La falta de planeación financiera puede comprometer no solo la continuidad de los negocios, sino también la transmisión ordenada del patrimonio a las siguientes generaciones: Heidi Alaluf

Karla García / Diario de Chiapas

La educación financiera no es un lujo, sino una herramienta esencial para garantizar la estabilidad de las empresas y el legado familiar, pues ayuda al manejo responsable del patrimonio y una mejor preparación ante imprevistos económicos, afirmó la especialista en finanzas, Heidi Alaluf Villicaña, coordinadora Académica de la Universidad Anáhuac Cancún

En una reciente visita a Chiapas, Alaluf Villicaña enfatizó que en el ámbito empresarial, la falta de planeación financiera puede comprometer no solo la continuidad de los negocios, sino también la transmisión ordenada del patrimonio a las siguientes generaciones.

“No hablamos únicamente de recursos tangibles, sino también del legado, la marca y la propiedad intelectual. Para ello, es indispensable contar con herramientas como el testamento y el gobierno corporativo en las empresas familiares”, explicó.

La tambien fundadora de Nummus Cultura Financiera, aseguró que capacitar a los colaboradores en temas financieros no solo impacta en su vida personal, sino que genera bienestar económico dentro de la misma organización.

“Después del Covid quedó claro que la resiliencia depende de qué tan preparados estamos para afrontar crisis. La planeación, los ahorros de emergencia y las rutas alternativas dan estabilidad a los trabajadores y, por ende, a las empresas”, puntualizó.

En el plano familiar, la especialista consideró necesario impulsar desde temprana edad hábitos de ahorro y planeación. “La alcancía sigue siendo una gran herramienta pedagógica, porque permite a los niños visualizar cómo crece su dinero. Más adelante, es importante que conozcan instrumentos formales que les eviten riesgos y les abran oportunidades de inversión”, comentó.

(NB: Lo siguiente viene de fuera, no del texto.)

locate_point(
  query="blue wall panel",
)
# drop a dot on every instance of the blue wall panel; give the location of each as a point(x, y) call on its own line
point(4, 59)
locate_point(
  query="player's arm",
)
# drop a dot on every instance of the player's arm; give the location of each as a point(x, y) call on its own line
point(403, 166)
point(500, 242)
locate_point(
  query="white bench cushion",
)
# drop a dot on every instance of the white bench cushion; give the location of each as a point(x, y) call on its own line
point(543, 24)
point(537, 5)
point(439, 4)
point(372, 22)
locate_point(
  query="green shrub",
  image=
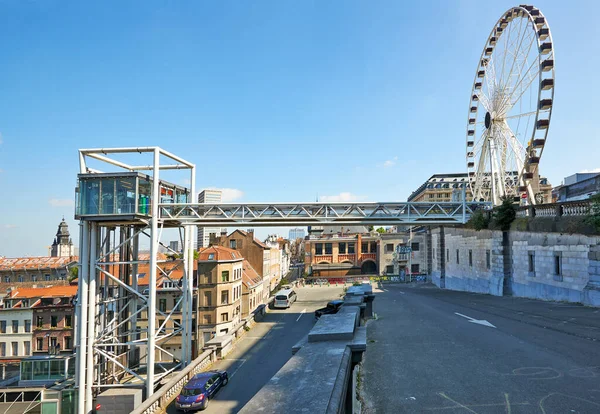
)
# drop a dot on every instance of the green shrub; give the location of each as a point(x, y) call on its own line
point(505, 213)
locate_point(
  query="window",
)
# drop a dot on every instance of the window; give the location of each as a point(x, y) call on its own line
point(318, 248)
point(531, 256)
point(364, 247)
point(224, 297)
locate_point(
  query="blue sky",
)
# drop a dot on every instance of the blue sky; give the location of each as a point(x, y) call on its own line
point(274, 100)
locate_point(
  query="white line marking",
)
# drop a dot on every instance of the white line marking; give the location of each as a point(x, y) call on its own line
point(301, 313)
point(477, 321)
point(236, 370)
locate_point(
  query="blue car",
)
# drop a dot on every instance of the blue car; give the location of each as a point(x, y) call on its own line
point(202, 387)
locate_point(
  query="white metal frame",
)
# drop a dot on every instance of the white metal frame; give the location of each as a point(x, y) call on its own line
point(100, 335)
point(503, 158)
point(99, 339)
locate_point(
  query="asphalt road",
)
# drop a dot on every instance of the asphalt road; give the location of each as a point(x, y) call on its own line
point(423, 357)
point(263, 350)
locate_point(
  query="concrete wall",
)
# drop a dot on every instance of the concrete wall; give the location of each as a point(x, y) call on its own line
point(508, 271)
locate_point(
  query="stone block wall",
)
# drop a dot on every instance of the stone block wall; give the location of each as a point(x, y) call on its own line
point(547, 266)
point(474, 261)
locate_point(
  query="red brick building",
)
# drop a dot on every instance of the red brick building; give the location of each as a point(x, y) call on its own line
point(53, 317)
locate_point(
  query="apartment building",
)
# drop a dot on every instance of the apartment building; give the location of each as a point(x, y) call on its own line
point(220, 274)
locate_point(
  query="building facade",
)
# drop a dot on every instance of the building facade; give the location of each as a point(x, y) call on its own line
point(341, 254)
point(220, 271)
point(208, 197)
point(251, 249)
point(62, 245)
point(51, 319)
point(393, 258)
point(451, 187)
point(297, 233)
point(252, 289)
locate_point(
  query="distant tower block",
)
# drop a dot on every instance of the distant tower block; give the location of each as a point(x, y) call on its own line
point(62, 245)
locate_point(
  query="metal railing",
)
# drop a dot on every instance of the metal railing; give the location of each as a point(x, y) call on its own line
point(562, 209)
point(160, 400)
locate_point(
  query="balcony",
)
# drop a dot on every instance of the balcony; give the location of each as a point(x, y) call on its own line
point(323, 258)
point(346, 257)
point(367, 256)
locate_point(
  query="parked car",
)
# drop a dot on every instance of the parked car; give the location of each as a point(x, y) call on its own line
point(200, 389)
point(284, 298)
point(332, 307)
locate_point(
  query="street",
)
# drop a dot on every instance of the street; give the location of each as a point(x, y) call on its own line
point(439, 351)
point(263, 350)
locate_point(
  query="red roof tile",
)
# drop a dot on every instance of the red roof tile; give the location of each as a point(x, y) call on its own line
point(218, 253)
point(46, 292)
point(42, 262)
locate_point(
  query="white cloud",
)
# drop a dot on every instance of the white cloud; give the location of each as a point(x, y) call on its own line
point(390, 163)
point(342, 197)
point(57, 202)
point(229, 195)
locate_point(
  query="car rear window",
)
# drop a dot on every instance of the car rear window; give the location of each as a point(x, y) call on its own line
point(187, 392)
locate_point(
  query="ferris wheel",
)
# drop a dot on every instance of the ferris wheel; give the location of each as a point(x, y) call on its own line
point(510, 108)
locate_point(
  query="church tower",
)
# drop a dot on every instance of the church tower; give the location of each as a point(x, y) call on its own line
point(63, 245)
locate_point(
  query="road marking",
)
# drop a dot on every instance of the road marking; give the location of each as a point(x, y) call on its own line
point(301, 313)
point(236, 370)
point(477, 321)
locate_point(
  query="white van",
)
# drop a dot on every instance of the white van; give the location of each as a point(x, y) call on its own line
point(284, 298)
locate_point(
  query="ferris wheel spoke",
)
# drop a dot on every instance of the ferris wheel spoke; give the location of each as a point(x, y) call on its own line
point(521, 115)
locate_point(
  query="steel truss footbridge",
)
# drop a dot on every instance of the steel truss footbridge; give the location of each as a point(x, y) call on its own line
point(122, 213)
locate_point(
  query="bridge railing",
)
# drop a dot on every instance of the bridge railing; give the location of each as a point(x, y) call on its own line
point(562, 209)
point(160, 400)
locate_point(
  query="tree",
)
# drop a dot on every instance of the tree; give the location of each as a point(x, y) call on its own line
point(505, 213)
point(593, 217)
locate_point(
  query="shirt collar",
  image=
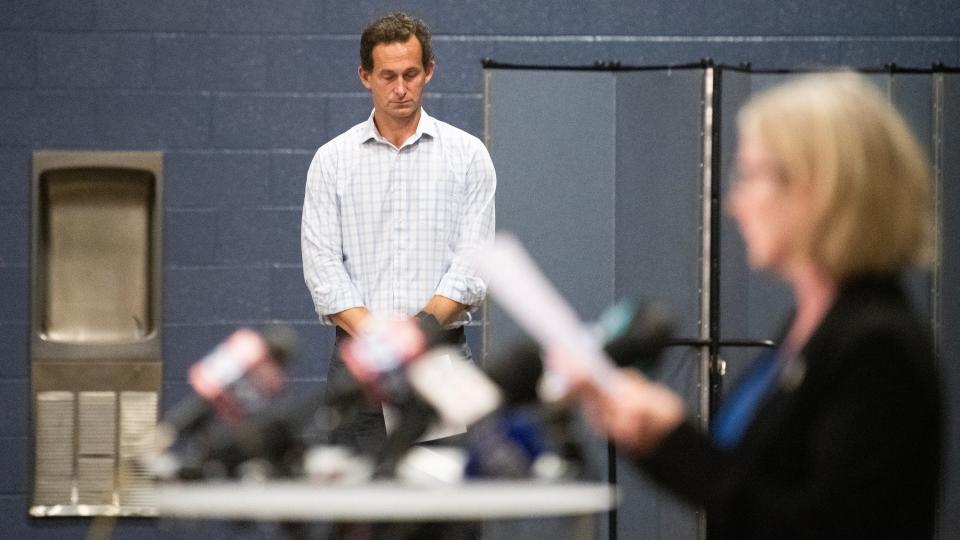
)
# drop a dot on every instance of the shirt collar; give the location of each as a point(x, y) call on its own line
point(426, 126)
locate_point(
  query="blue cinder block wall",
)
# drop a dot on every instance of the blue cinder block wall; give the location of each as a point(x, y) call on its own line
point(238, 95)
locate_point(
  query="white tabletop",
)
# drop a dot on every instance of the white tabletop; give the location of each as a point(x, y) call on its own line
point(382, 501)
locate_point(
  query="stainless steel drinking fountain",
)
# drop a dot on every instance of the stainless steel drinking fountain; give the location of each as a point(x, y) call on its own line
point(96, 369)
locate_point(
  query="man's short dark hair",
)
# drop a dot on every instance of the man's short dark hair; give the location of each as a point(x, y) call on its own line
point(394, 27)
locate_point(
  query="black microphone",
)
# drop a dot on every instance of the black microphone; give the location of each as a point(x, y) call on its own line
point(236, 380)
point(508, 441)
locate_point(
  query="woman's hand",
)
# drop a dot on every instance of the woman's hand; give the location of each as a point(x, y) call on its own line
point(633, 411)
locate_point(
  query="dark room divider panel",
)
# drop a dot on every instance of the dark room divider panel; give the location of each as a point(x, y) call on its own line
point(614, 179)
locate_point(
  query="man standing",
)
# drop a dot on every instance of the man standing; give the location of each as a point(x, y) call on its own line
point(394, 208)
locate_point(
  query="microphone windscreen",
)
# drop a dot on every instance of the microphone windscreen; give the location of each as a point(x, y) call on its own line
point(517, 374)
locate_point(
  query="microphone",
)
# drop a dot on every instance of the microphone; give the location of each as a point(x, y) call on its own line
point(238, 379)
point(511, 441)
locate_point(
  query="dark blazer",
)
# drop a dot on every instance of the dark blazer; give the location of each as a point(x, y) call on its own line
point(847, 446)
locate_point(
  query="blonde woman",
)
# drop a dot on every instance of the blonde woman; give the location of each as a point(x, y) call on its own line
point(835, 433)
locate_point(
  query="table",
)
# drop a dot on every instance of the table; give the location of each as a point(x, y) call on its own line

No obstante, reconoció que en México persisten tabúes y prácticas informales, como guardar dinero “debajo del colchón” o confiar en tandas y cajas de ahorro no reguladas. Aunque pueden servir como disciplina inicial, advirtió que la falta de cultura financiera provoca pérdidas significativas para muchas familias.

Alaluf insistió en que la educación financiera debería formar parte del sistema educativo nacional, aunque admitió que el reto no está solo en diseñar contenidos, sino en preparar a los docentes para impartirlos. “La cultura financiera sigue sin permear lo suficiente; es urgente acercar esta información de manera accesible y efectiva a todos los sectores”, concluyó.